Wednesday, February 26, 2014

In Conversation With...BONUS: The Ladybug Story

The Ladybug Story is related to this week's "In Conversation With..." printed in the Oxford Journal. 
The story comes courtesy of Cindie Smith, whose daughter, Maggie, is the namesake for Maggie's Place, family resource centres located in Amherst and Truro.

This story explains why there are ladybugs on the centres' logo.

The Ladybug Story
by Cindie Smith

On April 24, 1994, my younger daughter Maggie died. We had known for quite some time that she would die very young; she was almost five years old. But her passing was at home, peaceful and surrounded by those who loved her.

My older daughter, Emily, was at the fragile age of 13 when her precious little sister died. She had waited a long time for a baby sister and it just hurt so much that she was gone. It was almost more than she could bear.

We were at Maggie's funeral and the church was full of loving, caring people. I was touched that they all took the time to come and support us. But my attention couldn't linger on all of those kind hearts. My concern was for Emily. She was sitting quietly between her father and me. The funeral bulletin was in her lap and her head was lowered, still not comfortable with crying in front of strangers.

She was becoming visibly stressed. Her body was stiff and the struggle was evident at a glance. If she had a broken bone, I could take her to the hospital. If she had a fever, I could give her some medicine and a cool bath. But there was nothing I could do about the pain she was enduring now. Nothing but fold her into my arms and hang on tight.
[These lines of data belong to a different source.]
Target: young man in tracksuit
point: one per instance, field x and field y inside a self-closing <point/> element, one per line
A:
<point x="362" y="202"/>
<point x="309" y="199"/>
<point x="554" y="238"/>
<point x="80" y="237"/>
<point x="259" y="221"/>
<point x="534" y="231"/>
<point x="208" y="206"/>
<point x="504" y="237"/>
I have a faint memory that the words from the clergy were kind and the music was beautiful. But Emily didn't find comfort in this. I was becoming concerned that the build up of emotion and stress would be more than she could stand. She was sobbing to try and release it but she couldn't get it all out fast enough. She was visibly struggling and I was becoming more worried for her.
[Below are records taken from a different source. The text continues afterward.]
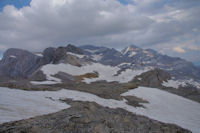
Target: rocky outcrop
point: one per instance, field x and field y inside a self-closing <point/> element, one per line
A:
<point x="86" y="117"/>
<point x="152" y="78"/>
<point x="17" y="63"/>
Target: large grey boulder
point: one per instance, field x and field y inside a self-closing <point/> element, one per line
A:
<point x="152" y="78"/>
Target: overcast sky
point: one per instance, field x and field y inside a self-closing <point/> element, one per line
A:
<point x="171" y="27"/>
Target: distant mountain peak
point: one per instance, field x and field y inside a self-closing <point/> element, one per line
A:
<point x="130" y="50"/>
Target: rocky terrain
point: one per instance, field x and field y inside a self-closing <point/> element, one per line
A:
<point x="85" y="117"/>
<point x="103" y="72"/>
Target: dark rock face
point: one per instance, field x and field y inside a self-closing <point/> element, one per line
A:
<point x="48" y="55"/>
<point x="73" y="49"/>
<point x="152" y="78"/>
<point x="85" y="117"/>
<point x="109" y="56"/>
<point x="17" y="63"/>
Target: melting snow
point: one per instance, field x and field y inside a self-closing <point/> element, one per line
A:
<point x="39" y="54"/>
<point x="105" y="72"/>
<point x="19" y="104"/>
<point x="12" y="56"/>
<point x="163" y="106"/>
<point x="177" y="83"/>
<point x="97" y="57"/>
<point x="77" y="55"/>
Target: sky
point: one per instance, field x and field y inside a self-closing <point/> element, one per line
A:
<point x="171" y="27"/>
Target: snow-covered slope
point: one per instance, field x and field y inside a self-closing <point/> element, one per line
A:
<point x="18" y="104"/>
<point x="177" y="83"/>
<point x="162" y="106"/>
<point x="105" y="72"/>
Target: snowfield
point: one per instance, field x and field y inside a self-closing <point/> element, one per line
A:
<point x="177" y="83"/>
<point x="18" y="104"/>
<point x="105" y="72"/>
<point x="162" y="106"/>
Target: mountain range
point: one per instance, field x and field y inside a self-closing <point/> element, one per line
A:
<point x="19" y="64"/>
<point x="100" y="89"/>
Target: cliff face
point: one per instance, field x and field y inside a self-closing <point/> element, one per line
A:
<point x="17" y="63"/>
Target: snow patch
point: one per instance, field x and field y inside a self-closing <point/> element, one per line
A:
<point x="132" y="54"/>
<point x="39" y="54"/>
<point x="19" y="104"/>
<point x="91" y="51"/>
<point x="77" y="55"/>
<point x="122" y="64"/>
<point x="107" y="73"/>
<point x="97" y="57"/>
<point x="12" y="56"/>
<point x="184" y="83"/>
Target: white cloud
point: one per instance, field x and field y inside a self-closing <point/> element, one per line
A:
<point x="179" y="49"/>
<point x="100" y="22"/>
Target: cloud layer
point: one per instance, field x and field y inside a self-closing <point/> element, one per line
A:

I was about to tell her that it would be okay if we went outside for awhile when from under the bulletin in her lap came a ladybug. Em nudged me and pointed to it, sniffling and smiling, and pronounced, "Look, Mom, it's Maggie!" Emily used her hands to guard so that our little ladybug didn't fall off the edge. After she had fully explored the page and relieved some of Em's tension, she lifted her spotted shell and spread her wings. She flew around our faces for just a moment and then flew off.

After the funeral, we drove to the Robie Street Cemetery where Maggie would be buried next to her great-grandfather. Emily was tucked under my right arm. I could feel her body growing more rigid as she tried to pour out all her sorrow. Again, just as I was about to suggest that we took a little walk to calm her, the ladybug appeared from the flowers on top of Maggie's little pink coffin. Em managed a smile and her stress immediately eased. The ladybug flew around our faces for just a moment before disappearing.

We were so moved by the presence of the ladybug and so grateful for all that she brought to us that day, we had one engraved on Maggie's headstone. Just like the ladybug on the bulletin in the church, Maggie had explored all she wished to in this world and when she was finished, she flew away. But while she was here, she reminded us that all children bring their own special gifts and challenges. It is up to us to accept and appreciate them for who they are.